|Date(s):||September 11, 1842|
|Location(s):||Washington City, District of Columbia|
|Tag(s):||Abolitionism, african americans, Religion|
|Course:||“America, 1820-1890 (2010),” Furman University|
Upon entering the vibrant city of Georgetown and embarking upon a new career path as a teacher, Miss Caroline Healey Dall found herself at once confronted with questions she relied upon her religious convictions to answer. In her diary, Caroline documented her day-to-day life and travels, as well as her dreams, passions, and concerns. After the Panic of 1837 left her father bankrupt, Caroline set out to do what she could to aid her family’s troubled situation. As a young woman of only twenty years, Caroline began teaching at Miss English’s school in Georgetown, D.C. On her second day at the school, a young slave girl named Christie came up and asked her for a lesson.
After thirty minutes or so of reading and history lessons, Christie admitted she feared she would never be free. Caroline replied “The whites must be servants of God Christie—and you are very happy now.” The conversation continued for some time as Christie and Caroline discussed God’s plan and the reasons why blacks could not all be free at once, “… it is because few of you are wise enough, and good enough to be trusted with liberty.” Caroline cited various biblical passages referencing the important, and sometimes trying, relationship between servant and master. She concluded her entry with ruminations over her homesickness, as well as her hope that God would unveil her fate and intended duty in the world.
It may seem odd that Caroline, who was deeply grounded in her religious faith as a Unitarian, spoke out against the abolition of slavery.
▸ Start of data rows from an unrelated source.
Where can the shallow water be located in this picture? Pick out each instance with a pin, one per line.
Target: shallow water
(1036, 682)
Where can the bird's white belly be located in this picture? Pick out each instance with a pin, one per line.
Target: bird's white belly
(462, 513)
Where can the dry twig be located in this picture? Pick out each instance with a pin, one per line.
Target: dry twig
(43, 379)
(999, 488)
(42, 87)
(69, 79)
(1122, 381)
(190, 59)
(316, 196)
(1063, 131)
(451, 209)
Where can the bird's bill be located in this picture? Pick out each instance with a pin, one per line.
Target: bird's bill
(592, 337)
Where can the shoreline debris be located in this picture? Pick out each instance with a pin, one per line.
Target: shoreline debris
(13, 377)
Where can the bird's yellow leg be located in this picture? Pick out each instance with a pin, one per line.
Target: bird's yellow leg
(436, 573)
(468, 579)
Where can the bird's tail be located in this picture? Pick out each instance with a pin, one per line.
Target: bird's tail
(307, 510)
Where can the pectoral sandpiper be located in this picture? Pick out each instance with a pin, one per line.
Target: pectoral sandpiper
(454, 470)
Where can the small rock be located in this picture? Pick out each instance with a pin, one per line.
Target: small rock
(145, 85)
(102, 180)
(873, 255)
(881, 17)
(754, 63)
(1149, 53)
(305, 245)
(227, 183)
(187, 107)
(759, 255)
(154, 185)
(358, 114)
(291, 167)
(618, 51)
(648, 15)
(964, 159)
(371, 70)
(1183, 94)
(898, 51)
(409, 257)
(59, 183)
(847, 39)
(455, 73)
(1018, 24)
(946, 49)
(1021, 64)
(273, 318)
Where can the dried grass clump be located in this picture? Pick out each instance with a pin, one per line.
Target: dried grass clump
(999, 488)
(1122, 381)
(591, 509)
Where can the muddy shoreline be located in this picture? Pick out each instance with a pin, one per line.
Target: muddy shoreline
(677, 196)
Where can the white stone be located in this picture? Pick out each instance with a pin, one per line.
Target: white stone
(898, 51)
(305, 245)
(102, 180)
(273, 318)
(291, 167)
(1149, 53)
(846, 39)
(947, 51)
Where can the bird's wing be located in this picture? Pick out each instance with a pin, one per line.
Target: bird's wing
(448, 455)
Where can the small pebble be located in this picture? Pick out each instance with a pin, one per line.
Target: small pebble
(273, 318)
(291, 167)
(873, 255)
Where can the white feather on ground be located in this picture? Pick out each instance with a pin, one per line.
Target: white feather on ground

This anti-abolitionist attitude, however, prevailed in the early 1840s throughout most of the North. In Caroline’s hometown of Boston, only seven years prior to this entry’s inscription, William Lloyd Garrison, the editor of the abolitionist newspaper The Liberator was dragged through the streets and almost hung by an anti-abolitionist mob until he was rescued by local law enforcement. To many, slavery was an institution that seemed remote and irrelevant in day-to-day life. Abolitionists also posed a direct challenge to the local elites in cities nationwide, challenging the status quo and threatening to empower not only the enslaved, but free blacks and women as well. It was also a system which had stimulated the growth of northern business, the very industry that Caroline’s father worked in as a merchant in Boston. Caroline’s attitudes toward abolitionism were no doubt shaped by the prevailing attitudes of the time as well as her upbringing as a wealthy merchant’s daughter in New England.